The character Patrick
Macnee played throughout 1961 lacked definition, though as the season
progressed, Steed's appearance would move from the mysterious and ill-defined
to something much nearer the Steed who we would soon come to know and
love.
However, two crucial
factors have to be considered at this point: in the first place Steed
wasn't the main character of the series at this time. Basically it was
a show for Hendry, sustained, according to Patrick, by the abilities and
the creativity of their mentor Sydney Newman, the directors, the designers,
and most particularly, of Hendry himself. Patrick said Hendry was "an
innovator, a wonderful artistic influence, a great and talented man."
He adds: "With Ian Hendry I never did anything consciously. I
just simply played it as myself." Nevertheless he puts a special
emphasis on the originality of the Hendry season episodes.

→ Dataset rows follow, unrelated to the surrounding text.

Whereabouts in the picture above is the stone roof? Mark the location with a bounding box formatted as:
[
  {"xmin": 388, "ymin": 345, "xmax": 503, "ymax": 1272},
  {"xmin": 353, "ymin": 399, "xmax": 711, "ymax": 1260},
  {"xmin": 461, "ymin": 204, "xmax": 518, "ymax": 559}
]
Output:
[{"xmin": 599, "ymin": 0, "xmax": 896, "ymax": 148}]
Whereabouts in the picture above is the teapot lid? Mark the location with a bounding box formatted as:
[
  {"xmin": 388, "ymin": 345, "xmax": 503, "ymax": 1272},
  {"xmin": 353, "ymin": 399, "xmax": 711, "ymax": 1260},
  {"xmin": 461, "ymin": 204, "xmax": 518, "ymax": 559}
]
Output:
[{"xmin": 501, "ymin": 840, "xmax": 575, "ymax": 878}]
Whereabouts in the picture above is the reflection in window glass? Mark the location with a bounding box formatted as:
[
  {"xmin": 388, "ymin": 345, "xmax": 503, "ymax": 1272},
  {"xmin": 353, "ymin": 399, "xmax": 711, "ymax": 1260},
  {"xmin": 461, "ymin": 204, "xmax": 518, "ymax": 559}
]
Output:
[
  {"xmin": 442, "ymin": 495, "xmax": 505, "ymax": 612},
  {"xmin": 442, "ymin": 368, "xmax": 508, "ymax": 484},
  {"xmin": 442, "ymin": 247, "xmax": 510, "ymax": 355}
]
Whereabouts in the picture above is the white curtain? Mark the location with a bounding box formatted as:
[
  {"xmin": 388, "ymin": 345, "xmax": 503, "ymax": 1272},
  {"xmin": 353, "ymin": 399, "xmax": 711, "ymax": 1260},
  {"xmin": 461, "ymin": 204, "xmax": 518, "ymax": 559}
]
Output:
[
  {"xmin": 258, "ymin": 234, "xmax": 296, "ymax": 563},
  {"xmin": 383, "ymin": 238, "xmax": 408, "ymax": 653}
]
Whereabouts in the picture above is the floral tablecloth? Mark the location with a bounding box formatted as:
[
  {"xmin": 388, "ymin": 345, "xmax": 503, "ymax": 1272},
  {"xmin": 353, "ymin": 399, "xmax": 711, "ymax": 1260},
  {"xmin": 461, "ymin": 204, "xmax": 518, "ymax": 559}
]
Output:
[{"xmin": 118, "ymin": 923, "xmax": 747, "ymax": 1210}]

Second, it's
perhaps obvious to point out that being a male pairing, the so-called
kinky factor which would be the main standard of the series after Hendry's
departure, was completely absent during that first year.
Two attributes were
granted to Steed during that first Hendry season (although we can't see
them now as they aren't shown in "The Frighteners," the only
available existing episode from that year); yet, both were visible frequently
during the following season, as well: the introduction of a bizarre superior
(code named "One-Ten"), as well as his love for the pet dogs
that lived with him in his apartment. We'll take care of them in the next
section.
Newman summed up the
main hallmarks of the two male characters, "Hendry, the moral
innocent" (Dr. Keel) and "Macnee, the amoral sophisticate"

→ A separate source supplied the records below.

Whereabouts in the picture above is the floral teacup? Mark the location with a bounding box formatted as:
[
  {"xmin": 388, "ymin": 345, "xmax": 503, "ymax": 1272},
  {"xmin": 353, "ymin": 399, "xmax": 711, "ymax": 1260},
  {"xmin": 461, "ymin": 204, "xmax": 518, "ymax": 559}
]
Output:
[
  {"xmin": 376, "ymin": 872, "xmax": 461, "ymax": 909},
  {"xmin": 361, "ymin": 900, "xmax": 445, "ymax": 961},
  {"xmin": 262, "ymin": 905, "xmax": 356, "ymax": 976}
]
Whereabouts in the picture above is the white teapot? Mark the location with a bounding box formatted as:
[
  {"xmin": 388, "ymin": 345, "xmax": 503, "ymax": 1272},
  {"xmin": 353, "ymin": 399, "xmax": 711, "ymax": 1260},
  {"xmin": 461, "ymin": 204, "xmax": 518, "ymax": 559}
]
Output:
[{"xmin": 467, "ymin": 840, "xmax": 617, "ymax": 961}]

(Steed). Another good description of the two characters is found in Dave
Rogers' book "The Complete Avengers": "Steed is the
professional undercover man. He is suave, debonair, a 'man-about-town'.
A sophisticate but not lacking in virility... (...)... He has an eye for
the beautiful and unusualbe it objets d'art or women... (...)... He
is an expert at his job, but not perfect...(...)... His motives are not
necessarily as 'moral' as Keel's. To him, the success of the mission is
the only important thing and therefore his means may sometimes be questionable.
The success of the mission, however, is 'a wrong put right' and therefore
sometimes necessitates these means being used to this end."